D’après ce rapport, la saisonnalité agricole ne semble pas jouer un rôle important dans la diversité alimentaire. Seulement un tiers de l’alimentation des ménages agricoles provient de leur propre production, ce qui explique que la disponibilité des produits alimentaires ruraux ne dépend pas tellement des cycles de récole mais plutôt des produits achetés. Les tendances dans les zones urbaines montrent des résultats similaires, sans variations saisonnières distinctes dans les groupes de consommation alimentaire.

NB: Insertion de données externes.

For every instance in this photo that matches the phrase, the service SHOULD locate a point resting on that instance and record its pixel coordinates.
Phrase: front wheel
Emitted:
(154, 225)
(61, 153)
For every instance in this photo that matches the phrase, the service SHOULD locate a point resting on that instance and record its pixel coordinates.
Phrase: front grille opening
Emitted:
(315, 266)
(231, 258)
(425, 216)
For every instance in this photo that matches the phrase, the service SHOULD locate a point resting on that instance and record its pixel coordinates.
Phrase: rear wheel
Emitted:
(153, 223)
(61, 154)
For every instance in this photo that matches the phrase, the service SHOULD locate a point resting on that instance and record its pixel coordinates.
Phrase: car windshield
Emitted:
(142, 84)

Ces résultats ont d’importantes implications politiques. Concentrer les efforts pour augmenter l’accès et la consommation d’aliments de bonne qualité et divers serait plus effectif que de simplement résoudre les conséquences de la malnutrition (telles que la famine infantile). Bien que les interventions alimentaires telles que la fortification alimentaire soient importantes, elles ne suffisent pas pour améliorer la qualité de l’alimentation à long terme. Pour cela, les décideurs politiques doivent résoudre les causes de l’alimentation de mauvaise qualité, dont la pauvreté et l’insécurité alimentaire.

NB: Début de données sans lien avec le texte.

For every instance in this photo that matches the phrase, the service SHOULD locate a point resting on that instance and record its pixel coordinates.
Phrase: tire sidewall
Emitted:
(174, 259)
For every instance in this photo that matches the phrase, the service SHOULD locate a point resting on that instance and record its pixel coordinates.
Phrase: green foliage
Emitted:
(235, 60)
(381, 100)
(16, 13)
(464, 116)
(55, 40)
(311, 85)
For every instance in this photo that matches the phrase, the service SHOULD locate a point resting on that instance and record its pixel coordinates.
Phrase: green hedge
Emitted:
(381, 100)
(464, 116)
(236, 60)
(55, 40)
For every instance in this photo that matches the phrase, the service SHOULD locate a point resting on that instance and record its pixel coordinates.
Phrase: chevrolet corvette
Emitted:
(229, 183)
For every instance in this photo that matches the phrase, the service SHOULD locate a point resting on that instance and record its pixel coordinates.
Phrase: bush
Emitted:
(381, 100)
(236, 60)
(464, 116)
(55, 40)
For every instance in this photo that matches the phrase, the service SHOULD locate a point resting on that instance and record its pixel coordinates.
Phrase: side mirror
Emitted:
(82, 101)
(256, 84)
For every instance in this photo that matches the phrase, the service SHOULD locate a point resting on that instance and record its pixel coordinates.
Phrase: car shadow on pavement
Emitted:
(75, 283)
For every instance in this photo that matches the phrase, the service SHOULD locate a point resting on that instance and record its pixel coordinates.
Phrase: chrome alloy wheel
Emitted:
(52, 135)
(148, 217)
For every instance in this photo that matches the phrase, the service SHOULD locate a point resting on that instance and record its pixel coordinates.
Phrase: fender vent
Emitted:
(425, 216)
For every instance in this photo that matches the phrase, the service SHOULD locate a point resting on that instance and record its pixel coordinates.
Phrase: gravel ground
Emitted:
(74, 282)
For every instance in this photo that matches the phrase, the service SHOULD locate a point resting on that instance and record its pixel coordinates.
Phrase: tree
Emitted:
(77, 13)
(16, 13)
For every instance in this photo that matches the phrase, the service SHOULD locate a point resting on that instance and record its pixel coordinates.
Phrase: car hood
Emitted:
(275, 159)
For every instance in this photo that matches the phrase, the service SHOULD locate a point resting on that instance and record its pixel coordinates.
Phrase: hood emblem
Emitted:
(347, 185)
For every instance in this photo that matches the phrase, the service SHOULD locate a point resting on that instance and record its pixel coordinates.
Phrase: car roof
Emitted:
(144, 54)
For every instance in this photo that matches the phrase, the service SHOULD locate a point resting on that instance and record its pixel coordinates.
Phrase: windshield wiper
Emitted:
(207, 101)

Les programmes agricoles sensibilisant aux problématiques liées à la nutrition semblent efficaces pour améliorer la qualité et la diversité alimentaire des ménages. De telles mesures incluent la promotion de potagers, de l’aquaculture et de l’élevage de bétail à petite échelle. Cependant, des doutes persistent quant à l’évolutivité et au succès à long terme de ce type d’interventions.

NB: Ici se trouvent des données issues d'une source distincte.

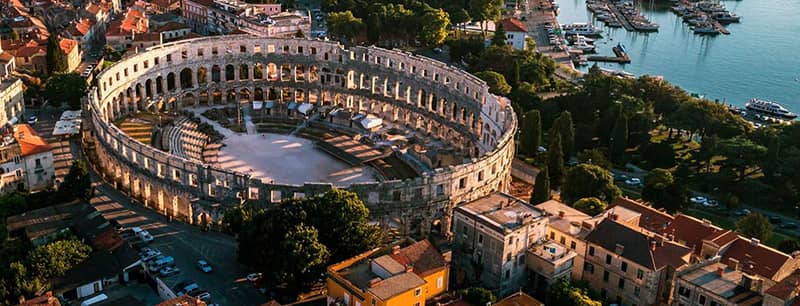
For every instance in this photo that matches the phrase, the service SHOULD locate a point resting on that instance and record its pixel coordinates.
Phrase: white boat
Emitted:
(585, 29)
(769, 108)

Le rapport suggère que les politiques commerciales et agricoles pourraient apporter de meilleurs promesses. L’agriculture est la principale source de revenu des ménages ruraux, notamment des ménages pauvres, et représentait environ 36 pourcent du taux d’emploi du pays en 2019. De plus, le Nigéria importe des quantités significatives de blé, de riz, de poisson et de lait mais a interdit les importations de bœuf, de porc, de poulet et d’œufs. Le rapport met en avant le fait que des politiques commerciales et agricoles, telles que ces prohibitions à l’importation, ainsi que des avantages et des subventions à la production ou des taxes à la production, peuvent avoir un impact important sur les revenus, les prix des produits alimentaires et la disponibilité de ces derniers. Les décideurs politiques et les chercheurs devront travailler ensemble pour déterminer l’impact de telles mesures sur la qualité et la diversité alimentaire.
Enfin, un cadre sur les systèmes alimentaires est nécessaire pour résoudre les problèmes alimentaires du Nigéria, du point de vue politique et de la recherche. Ce cadre ne considèrerait pas uniquement la production agricole, mais également le commerce de produits alimentaires et leur transport, la transformation et la distribution de ces produits, et les services alimentaires. Avec la croissance économique du Nigéria, le système alimentaire en dehors des zones agricoles, dont la transformation et la vente, représenterait une partie de plus en plus importante du PIB du pays et devrait modeler l’accès, la disponibilité et la diversité des produits alimentaires. Prendre de la perspective pour s’assurer que les systèmes alimentaires dans leur ensemble promeuvent une alimentation saine et diverse est un facteur clef pour réduire le triple problème de malnutrition au Nigéria.